CuIn1-xGaxSe2 thin film solar cells by two-selenizations process using Se vapor

A novel process consisting of two-selenizations of magnetron sputtered metallic precursors using Se vapor and a method for Ga incorporation using a single Cu-Ga(22 at.%) alloy target without deleterious indium-gallium interaction have been developed for preparation of well-adherent, large, compact, well-faceted-polyhedral-grain CuIn1-xGaxSe2 thin films having optimum composition of Cu:In:Ga:Se in atomic percent of 24.25:22.21:4.40:49.14. Higher indium proportion in the first precursor resulted in elimination of pits in the CuIn1-xGaxSe2 films, which made them more suitable for preparation of solar cells with thin CdS heterojunction partner layers.
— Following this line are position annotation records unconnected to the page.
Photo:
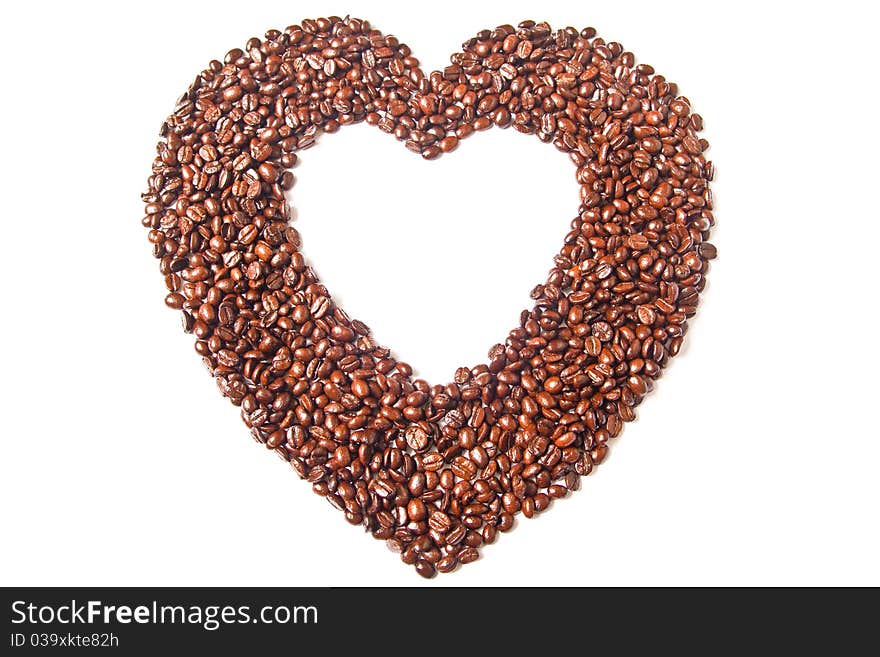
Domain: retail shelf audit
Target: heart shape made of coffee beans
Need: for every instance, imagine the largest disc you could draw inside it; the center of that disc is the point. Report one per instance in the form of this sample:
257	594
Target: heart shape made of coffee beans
437	471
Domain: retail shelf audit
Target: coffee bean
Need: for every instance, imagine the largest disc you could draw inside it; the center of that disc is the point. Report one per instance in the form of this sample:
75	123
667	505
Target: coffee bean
417	438
437	471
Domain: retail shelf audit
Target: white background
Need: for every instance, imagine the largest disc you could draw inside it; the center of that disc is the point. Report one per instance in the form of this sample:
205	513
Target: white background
754	462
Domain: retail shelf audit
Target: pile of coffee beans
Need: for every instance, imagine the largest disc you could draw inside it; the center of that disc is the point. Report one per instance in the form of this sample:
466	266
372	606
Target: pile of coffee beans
435	470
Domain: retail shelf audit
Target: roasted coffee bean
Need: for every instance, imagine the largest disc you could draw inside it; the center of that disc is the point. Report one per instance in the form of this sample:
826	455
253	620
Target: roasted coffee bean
436	471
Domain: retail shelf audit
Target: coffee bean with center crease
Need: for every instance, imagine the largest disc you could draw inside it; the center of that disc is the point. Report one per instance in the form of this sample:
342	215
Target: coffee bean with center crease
436	470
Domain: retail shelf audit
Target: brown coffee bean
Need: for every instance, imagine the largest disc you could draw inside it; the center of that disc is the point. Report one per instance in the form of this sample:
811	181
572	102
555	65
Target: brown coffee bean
436	470
417	438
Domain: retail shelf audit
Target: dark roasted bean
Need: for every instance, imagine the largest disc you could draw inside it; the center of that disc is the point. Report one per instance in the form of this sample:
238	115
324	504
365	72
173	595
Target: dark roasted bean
436	471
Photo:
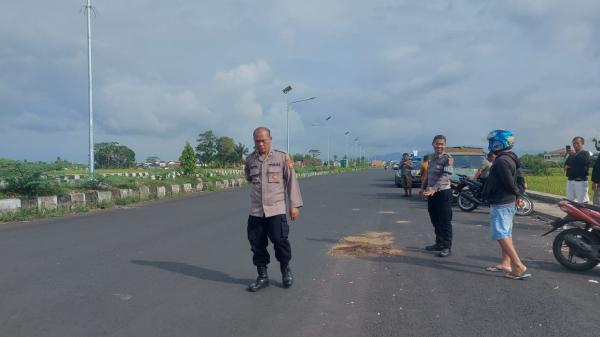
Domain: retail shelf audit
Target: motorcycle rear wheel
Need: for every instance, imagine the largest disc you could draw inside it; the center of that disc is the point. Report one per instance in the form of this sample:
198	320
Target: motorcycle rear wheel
525	207
464	203
570	261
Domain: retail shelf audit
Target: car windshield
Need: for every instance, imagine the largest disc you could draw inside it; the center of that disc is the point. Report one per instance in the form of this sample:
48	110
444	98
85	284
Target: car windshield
467	161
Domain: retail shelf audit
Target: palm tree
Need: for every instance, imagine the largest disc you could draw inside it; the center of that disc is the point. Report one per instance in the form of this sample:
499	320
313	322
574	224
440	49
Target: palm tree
240	151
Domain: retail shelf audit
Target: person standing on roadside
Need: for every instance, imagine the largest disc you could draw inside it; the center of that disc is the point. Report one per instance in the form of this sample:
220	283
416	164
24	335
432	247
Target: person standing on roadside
423	173
577	165
484	170
406	175
271	176
503	189
596	181
439	196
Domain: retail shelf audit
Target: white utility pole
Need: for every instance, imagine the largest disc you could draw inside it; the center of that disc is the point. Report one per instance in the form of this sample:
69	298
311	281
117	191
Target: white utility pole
88	9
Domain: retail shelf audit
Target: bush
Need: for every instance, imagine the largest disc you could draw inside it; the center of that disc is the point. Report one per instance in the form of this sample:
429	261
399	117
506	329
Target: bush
29	181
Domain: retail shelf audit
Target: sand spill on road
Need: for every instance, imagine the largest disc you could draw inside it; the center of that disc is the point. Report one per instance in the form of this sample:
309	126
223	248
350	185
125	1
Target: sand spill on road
368	244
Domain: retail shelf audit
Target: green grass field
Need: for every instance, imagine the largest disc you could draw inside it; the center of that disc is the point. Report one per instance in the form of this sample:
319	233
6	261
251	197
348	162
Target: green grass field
550	184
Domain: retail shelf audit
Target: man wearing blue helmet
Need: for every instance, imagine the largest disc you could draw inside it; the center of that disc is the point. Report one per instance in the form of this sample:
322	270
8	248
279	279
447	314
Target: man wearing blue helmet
502	189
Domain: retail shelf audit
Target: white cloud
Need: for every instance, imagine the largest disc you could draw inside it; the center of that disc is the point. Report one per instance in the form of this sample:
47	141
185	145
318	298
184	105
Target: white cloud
392	72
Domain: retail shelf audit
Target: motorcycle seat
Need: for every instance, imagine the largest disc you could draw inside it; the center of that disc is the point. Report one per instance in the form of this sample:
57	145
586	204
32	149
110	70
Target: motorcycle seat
584	205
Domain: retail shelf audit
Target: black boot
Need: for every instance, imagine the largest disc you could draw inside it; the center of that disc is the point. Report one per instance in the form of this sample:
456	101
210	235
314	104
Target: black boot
262	281
286	276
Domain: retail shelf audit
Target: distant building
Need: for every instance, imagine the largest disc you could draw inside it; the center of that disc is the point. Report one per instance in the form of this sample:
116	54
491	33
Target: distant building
377	163
556	155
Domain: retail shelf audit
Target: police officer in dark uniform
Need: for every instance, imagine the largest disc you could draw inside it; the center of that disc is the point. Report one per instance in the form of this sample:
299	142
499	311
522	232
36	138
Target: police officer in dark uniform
271	177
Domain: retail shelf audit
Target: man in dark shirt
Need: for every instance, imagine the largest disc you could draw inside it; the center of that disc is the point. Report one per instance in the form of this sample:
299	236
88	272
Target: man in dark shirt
503	189
596	181
578	167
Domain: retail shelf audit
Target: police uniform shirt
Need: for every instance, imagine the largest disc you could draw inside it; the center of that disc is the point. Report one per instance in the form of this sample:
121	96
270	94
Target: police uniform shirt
270	179
439	171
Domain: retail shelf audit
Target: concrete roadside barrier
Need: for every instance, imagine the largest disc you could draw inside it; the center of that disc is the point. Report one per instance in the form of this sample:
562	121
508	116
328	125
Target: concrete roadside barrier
47	203
10	205
144	192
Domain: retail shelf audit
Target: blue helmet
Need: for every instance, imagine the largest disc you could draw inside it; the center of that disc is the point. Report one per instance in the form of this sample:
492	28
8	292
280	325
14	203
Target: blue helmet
500	140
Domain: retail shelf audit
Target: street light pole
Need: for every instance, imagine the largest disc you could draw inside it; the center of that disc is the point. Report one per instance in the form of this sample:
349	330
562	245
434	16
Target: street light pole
328	143
355	145
88	9
288	117
285	91
346	148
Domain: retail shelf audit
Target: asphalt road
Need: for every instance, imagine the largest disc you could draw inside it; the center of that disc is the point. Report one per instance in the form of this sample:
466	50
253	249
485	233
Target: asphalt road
180	268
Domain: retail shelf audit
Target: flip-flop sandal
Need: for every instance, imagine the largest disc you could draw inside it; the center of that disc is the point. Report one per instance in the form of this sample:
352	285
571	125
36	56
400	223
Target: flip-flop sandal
496	269
517	277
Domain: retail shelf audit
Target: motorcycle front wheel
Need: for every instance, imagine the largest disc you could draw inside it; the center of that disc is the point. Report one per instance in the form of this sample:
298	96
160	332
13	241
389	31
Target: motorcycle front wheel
525	206
566	256
464	203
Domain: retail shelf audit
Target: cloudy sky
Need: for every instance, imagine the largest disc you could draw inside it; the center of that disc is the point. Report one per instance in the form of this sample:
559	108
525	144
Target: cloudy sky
393	73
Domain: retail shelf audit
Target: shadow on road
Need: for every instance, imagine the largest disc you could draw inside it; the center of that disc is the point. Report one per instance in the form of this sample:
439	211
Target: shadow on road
435	263
532	264
193	271
326	240
390	184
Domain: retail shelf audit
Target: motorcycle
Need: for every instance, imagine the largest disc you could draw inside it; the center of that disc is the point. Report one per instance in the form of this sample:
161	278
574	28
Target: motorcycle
577	247
470	197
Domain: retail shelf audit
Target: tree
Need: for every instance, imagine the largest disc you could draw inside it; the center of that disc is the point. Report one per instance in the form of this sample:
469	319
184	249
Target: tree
314	153
113	155
207	147
187	160
241	151
225	151
153	159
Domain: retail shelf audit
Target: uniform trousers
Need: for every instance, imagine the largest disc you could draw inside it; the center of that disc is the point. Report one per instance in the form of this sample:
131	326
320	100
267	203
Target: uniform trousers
263	229
578	191
439	206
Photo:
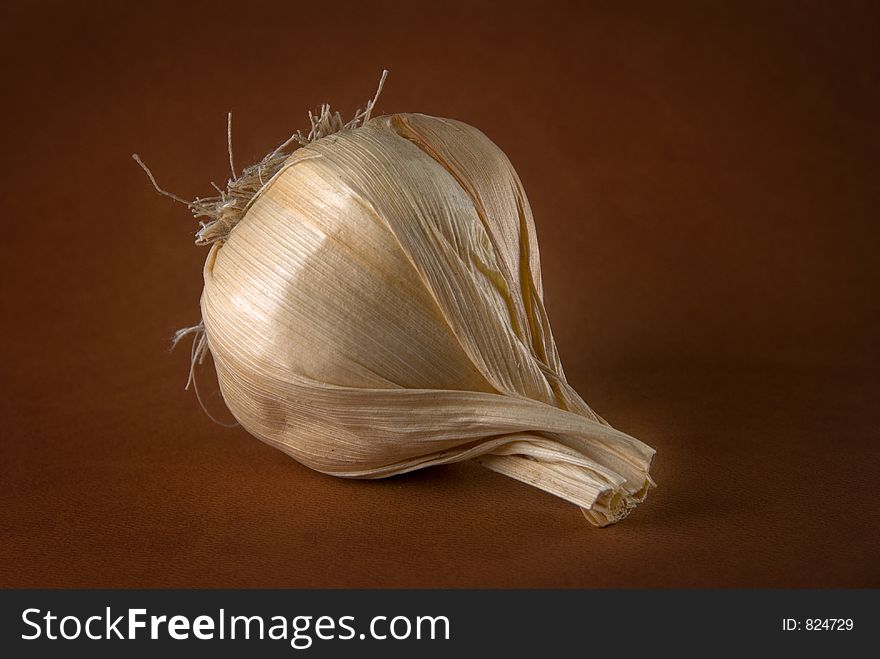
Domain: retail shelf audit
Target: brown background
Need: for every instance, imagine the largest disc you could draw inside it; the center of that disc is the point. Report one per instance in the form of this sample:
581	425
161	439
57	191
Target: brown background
705	181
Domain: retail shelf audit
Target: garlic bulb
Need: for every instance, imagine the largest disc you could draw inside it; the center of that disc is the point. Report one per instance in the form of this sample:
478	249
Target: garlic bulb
373	305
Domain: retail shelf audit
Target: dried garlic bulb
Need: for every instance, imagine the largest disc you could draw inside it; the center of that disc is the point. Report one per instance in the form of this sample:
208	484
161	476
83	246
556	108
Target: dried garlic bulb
373	305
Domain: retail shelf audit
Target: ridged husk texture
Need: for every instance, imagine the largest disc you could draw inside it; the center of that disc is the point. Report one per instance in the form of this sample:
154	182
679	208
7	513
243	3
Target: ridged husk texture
378	308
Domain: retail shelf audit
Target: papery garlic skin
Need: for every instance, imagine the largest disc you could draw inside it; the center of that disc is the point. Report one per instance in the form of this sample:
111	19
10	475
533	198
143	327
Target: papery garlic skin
379	309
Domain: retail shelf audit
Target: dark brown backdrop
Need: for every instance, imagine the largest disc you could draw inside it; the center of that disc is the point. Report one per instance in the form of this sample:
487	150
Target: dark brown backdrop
705	182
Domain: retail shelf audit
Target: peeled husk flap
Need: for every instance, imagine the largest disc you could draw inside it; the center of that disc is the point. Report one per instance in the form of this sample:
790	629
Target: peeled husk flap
376	307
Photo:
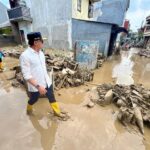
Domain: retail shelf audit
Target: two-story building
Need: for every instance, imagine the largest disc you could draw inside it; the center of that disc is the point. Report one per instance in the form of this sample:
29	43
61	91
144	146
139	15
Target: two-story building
64	22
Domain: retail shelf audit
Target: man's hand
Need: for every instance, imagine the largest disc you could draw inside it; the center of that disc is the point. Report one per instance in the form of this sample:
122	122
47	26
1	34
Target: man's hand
42	90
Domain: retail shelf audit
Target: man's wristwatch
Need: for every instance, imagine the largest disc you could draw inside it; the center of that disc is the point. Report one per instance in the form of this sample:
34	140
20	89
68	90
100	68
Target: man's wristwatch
37	86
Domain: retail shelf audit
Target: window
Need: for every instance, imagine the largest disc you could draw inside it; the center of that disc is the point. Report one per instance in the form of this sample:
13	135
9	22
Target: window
79	5
90	12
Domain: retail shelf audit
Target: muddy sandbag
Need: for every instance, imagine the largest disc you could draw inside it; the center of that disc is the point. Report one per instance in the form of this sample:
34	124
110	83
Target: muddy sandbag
108	97
139	119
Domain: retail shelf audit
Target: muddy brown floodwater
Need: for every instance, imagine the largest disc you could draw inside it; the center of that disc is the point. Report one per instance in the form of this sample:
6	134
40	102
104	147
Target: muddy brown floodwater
88	129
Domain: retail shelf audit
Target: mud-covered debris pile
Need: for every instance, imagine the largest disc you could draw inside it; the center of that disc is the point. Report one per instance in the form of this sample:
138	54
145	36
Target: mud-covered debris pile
62	76
145	53
133	102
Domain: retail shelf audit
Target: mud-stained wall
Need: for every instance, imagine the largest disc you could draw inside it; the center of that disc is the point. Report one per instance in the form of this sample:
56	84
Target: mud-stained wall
53	19
92	31
3	15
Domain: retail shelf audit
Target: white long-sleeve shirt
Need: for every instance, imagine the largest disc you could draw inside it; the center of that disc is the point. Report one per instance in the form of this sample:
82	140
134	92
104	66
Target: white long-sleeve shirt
33	66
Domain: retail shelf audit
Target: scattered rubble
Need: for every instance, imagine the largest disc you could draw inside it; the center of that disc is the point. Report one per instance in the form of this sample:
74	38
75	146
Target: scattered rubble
133	102
145	53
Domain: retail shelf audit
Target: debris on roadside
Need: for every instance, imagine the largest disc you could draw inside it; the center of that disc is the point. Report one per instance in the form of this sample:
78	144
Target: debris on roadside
133	102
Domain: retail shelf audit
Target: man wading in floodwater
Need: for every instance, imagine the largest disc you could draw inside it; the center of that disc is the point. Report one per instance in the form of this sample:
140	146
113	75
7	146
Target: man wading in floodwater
34	71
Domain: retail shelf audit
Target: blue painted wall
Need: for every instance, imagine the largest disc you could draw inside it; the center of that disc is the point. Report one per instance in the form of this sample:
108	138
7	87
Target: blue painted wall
112	11
93	31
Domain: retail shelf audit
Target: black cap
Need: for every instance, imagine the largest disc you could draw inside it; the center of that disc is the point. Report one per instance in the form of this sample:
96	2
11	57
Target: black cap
33	36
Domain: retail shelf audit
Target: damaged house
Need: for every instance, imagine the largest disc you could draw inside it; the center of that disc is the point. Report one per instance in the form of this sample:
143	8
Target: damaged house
64	22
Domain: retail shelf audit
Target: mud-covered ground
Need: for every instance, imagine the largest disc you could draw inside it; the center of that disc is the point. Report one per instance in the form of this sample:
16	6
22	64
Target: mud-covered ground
87	129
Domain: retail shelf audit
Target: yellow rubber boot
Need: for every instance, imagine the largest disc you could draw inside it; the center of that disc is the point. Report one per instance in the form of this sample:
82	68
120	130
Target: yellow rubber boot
1	65
55	108
29	109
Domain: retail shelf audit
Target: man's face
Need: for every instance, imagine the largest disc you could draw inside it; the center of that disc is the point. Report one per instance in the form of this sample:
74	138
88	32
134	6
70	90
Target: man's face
38	44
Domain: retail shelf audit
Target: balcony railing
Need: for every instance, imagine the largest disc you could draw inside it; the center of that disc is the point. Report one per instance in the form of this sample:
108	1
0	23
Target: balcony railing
148	18
20	13
93	1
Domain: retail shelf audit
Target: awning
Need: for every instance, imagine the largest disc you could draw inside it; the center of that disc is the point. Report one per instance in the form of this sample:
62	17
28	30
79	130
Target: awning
5	24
Optimized selenization parameters with the maximum temperature of 550-560 degrees C and a Se vapor incidence rate of 50-75 Angstrom s(-1) resulted in improved morphology and enhanced gallium content of completed CuIn1-xGaxSe2 thin films. The best solar cell had an open-circuit voltage V-oc of 451.8 mV, a short-circuit current density J(sc) of 34.5 mA, a fill factor of 57.87%, a total-area efficiency of 9.02%, and a fairly constant spectral response over the entire spectral range.